Bu kısmın hemen üstünde ise yukarıdaki baloncukları yansıtıcı bir havuz bulunuyor. Yapının giriş kısmına dahil olan bu alan iki uçan balon hacimler arasında yansıma oyunlarıyla hareketli bir ara mekan yaratıyor. Havuz kısmı, aşağısında bulunan oditoryumun tavan pencerelerinden gelen ışığı yansıtıyor ve aşağıya daha aydınlık bir mekan sağlıyor. Akşamları ise aşağıdan gelen ışığı yukarıdaki baloncuklara yansıtarak yapıyı aydınlatan bir eleman. Havuz, yapıya, gelen ışığı yansıtarak ve cam yüzeylerden yansıyarak, kendine özgü bir dinamiklik katıyor. Bu dinamikliğe üstteki hacimleri taşıyan ince kolonların gergin, birbirinden farklı eğimli yapısı da katkı sağlamış.
Ekibin kurguladığı iki dünya, birbirine bir asansör ve bir merdivenle bağlanıyor. Bu sirkülasyon elemanları birbirinden farklı eğimleriyle aşağıdaki taşıyıcılara ve birbirlerine zıt bir komposizyon oluşturuyor. Tamamı cam kaplı asansör ve merdiven hacimleri, ziyaretçileri toprağın altından, uçan laboratuvarlara ulaştırıyor.
Nardini Grappa Damııtmevi’nde ziyaretçiler ölçülmüş simetrilerle yaratılmış birden çok mimari durumla karşı karşıya.

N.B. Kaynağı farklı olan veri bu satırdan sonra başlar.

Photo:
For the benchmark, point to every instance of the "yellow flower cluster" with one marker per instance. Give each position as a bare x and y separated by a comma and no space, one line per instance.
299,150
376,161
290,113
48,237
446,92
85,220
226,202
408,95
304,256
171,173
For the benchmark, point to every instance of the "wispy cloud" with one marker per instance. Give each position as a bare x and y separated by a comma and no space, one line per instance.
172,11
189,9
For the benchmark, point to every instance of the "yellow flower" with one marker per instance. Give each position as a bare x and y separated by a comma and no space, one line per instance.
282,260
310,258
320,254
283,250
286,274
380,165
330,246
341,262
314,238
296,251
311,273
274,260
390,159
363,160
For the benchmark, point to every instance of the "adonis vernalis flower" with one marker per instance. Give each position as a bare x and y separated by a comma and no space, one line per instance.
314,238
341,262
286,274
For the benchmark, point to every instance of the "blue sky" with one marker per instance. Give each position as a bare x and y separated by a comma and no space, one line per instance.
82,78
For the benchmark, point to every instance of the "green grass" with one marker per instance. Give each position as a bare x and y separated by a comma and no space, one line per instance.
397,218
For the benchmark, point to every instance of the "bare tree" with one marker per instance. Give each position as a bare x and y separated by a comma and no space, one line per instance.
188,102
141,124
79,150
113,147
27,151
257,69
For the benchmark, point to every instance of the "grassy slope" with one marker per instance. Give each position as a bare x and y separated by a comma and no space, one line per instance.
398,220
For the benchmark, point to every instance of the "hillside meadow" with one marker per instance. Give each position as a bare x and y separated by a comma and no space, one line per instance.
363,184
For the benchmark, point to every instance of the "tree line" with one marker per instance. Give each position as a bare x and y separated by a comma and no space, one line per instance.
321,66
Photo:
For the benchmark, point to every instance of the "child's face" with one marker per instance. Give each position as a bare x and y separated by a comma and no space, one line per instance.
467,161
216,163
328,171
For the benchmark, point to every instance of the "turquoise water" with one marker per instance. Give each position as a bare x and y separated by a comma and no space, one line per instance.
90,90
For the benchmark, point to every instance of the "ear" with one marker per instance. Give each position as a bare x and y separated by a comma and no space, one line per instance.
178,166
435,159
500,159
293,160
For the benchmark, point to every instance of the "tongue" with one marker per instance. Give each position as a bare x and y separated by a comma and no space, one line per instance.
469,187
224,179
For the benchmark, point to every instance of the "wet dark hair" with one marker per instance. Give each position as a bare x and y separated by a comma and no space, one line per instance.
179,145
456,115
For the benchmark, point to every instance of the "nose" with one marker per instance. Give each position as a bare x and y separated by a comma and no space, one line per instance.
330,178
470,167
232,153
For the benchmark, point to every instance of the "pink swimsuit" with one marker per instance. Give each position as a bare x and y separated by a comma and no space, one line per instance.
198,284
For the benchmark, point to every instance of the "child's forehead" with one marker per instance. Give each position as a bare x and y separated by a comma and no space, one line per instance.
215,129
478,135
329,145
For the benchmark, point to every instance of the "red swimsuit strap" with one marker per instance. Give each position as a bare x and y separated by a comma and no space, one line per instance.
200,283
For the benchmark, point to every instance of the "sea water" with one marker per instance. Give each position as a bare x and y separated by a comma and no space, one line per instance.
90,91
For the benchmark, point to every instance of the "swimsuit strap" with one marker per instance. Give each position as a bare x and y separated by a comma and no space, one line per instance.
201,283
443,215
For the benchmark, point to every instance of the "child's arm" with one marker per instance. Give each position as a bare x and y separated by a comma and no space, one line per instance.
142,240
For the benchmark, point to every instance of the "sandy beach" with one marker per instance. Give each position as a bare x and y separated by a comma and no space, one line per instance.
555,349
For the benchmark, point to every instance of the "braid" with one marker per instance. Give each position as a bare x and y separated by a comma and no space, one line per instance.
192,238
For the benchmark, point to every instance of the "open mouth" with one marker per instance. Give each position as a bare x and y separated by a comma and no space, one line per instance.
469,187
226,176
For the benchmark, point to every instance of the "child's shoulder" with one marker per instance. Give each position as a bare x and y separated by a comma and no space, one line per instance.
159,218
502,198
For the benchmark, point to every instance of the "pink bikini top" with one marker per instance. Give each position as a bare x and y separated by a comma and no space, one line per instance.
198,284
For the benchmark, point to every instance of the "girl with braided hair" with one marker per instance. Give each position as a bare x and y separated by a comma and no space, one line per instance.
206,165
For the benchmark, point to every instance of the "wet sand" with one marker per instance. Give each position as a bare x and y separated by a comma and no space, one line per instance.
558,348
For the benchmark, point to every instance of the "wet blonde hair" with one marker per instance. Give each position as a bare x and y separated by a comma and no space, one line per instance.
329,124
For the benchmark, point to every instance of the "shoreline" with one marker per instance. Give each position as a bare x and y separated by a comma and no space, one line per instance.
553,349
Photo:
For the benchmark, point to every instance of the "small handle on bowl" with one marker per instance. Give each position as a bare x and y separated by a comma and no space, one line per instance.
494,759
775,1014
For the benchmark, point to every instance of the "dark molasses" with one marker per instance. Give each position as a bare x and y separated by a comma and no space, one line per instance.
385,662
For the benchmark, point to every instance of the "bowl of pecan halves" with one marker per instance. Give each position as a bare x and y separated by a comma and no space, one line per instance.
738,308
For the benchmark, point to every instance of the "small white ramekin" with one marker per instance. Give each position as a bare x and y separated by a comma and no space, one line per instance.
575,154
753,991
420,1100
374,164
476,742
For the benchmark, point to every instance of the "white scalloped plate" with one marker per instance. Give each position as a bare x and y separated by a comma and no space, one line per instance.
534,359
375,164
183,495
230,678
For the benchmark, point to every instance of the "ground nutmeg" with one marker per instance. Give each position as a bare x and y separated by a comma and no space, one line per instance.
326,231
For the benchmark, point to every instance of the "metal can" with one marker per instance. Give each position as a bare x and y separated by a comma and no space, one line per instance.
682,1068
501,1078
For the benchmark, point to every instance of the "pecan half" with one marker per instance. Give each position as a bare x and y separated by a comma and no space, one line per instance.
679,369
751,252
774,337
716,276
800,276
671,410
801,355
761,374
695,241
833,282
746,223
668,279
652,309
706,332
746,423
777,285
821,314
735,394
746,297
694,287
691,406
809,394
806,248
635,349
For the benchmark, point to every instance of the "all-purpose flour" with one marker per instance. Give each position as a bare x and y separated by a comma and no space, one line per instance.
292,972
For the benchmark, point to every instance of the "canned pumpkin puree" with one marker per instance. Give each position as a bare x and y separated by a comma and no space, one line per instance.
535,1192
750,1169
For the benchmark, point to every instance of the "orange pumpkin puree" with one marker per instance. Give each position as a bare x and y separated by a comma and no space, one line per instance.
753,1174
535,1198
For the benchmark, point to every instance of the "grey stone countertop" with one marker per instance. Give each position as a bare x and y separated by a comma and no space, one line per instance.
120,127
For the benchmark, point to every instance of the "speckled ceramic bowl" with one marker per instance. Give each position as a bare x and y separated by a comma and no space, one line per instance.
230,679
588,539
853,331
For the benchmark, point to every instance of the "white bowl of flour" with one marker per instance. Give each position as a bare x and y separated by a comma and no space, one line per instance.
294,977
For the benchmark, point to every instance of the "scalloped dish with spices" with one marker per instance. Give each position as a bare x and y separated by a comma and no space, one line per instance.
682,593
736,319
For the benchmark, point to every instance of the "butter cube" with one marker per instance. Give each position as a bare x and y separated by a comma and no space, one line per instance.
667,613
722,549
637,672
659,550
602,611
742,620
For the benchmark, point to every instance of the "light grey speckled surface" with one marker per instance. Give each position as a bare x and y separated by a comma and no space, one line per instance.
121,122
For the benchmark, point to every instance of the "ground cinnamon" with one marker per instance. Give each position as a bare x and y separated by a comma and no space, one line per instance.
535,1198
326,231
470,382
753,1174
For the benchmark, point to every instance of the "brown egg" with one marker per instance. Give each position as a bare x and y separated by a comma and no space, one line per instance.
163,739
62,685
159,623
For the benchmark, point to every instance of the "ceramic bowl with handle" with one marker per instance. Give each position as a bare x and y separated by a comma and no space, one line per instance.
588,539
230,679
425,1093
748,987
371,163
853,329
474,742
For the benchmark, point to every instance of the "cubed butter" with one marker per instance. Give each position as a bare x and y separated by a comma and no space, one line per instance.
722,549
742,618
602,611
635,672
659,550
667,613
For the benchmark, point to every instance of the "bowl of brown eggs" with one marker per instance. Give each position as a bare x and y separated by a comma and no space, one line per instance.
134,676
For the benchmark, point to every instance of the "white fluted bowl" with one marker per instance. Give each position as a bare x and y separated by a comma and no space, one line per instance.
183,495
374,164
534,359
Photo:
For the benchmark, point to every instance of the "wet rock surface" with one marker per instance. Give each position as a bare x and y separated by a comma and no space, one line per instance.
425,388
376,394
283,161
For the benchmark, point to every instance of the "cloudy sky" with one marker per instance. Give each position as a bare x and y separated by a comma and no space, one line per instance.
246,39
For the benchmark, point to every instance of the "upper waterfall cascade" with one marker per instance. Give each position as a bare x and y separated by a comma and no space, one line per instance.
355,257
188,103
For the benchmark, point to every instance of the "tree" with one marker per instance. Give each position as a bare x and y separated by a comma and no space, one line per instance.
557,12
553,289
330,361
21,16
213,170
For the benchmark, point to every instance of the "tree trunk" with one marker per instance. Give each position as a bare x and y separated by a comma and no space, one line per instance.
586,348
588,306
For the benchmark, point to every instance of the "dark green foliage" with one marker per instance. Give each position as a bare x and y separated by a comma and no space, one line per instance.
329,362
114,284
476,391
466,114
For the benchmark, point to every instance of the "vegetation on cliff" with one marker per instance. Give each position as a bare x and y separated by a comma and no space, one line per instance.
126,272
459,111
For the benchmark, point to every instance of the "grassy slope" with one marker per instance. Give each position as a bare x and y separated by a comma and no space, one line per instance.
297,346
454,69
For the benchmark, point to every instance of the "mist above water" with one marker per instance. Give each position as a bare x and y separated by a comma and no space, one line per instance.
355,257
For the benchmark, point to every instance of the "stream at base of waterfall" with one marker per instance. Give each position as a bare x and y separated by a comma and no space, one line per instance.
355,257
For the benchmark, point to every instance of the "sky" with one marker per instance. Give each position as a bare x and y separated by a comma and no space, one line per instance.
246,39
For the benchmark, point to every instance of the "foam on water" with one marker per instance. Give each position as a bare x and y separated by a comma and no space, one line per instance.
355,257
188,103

Yapı bir gözlemci için sürekli olarak değişen manzaralara sahip: iki adet şaşırtılmış, birbirinin üstüne denk gelen eliptik hacim, altla üstü birbirine bağlayan eğimli asansör, tamamı cam merdiven ve girişin dönen forma sahip eğimi ile.
Aynı zamanda Nardini Araştırma Merkezi ve Oditoryumu (Nardini Research Center and Auditorium) olarak adlandırılan yapının yukarıdaki balon hacimlerin dış yüzeyi tamamen çift camlı şeffaf bir katman. Böylelikle laboratuvar hacimlerinin içindeyken Montegrappa’nın eşsiz peyzajına 360 derecelik bir bakış sağlanmış. 3 adet ince çelik kolonla taşınan hacimler, diagrid taşıyıcı sistemle kurgulanmış. Proje için çelik ve camdan oluşan laboratuvarlar, alttaki brüt beton hacme zıt olarak, taşıyıcı bilgisi ve şeffaflığıyla ekibe göre daha ‘teknolojik ve zarif’ olan kısım.
Bu ‘teknolojiklik ve zariflik’ temel olarak ince taşıyıcı kurgusundan geliyor. Havuzla yansıtılan bu ayaklar, uçan hacimleri toprağa bağlayan tek öge. Toprak altında ise yapı kendine tekrar mekan yaratıyor. Studio Fuksas, Nardini Grappa Damıtımevi’nde pozitif ve negatif arasındaki sürekli gerilimi işlemiş. Bu iki kutbu birbirine suyun içinden yükselen eğimli asansör strüktürüyle bağlamış. Ekip burada da havuzla, yukarıdaki cam laboratuar balonlarını sürekli yukarı iten ve ağır oditoryumu sürekli toprağa gömen bir enerji yakalamayı hedeflemiş.
Studio Fuksas, bütün bu komposizyonu absürt bir geometri içinde büyüyen ve hareket eden bir mekan olarak düşünmüş. Yalnızca 5 cm derinliğe sahip havuzla bu etkiyi yakalayan proje, aşağı ve yukarı doğru sürekli olarak ilerleyen bir kurguya sahip. Massimiliano and Doriana Fuksas’a göre yapıyı izleyerek yürümek oldukça güçlü bir duygusal deneyim bırakıyor ziyaretçide.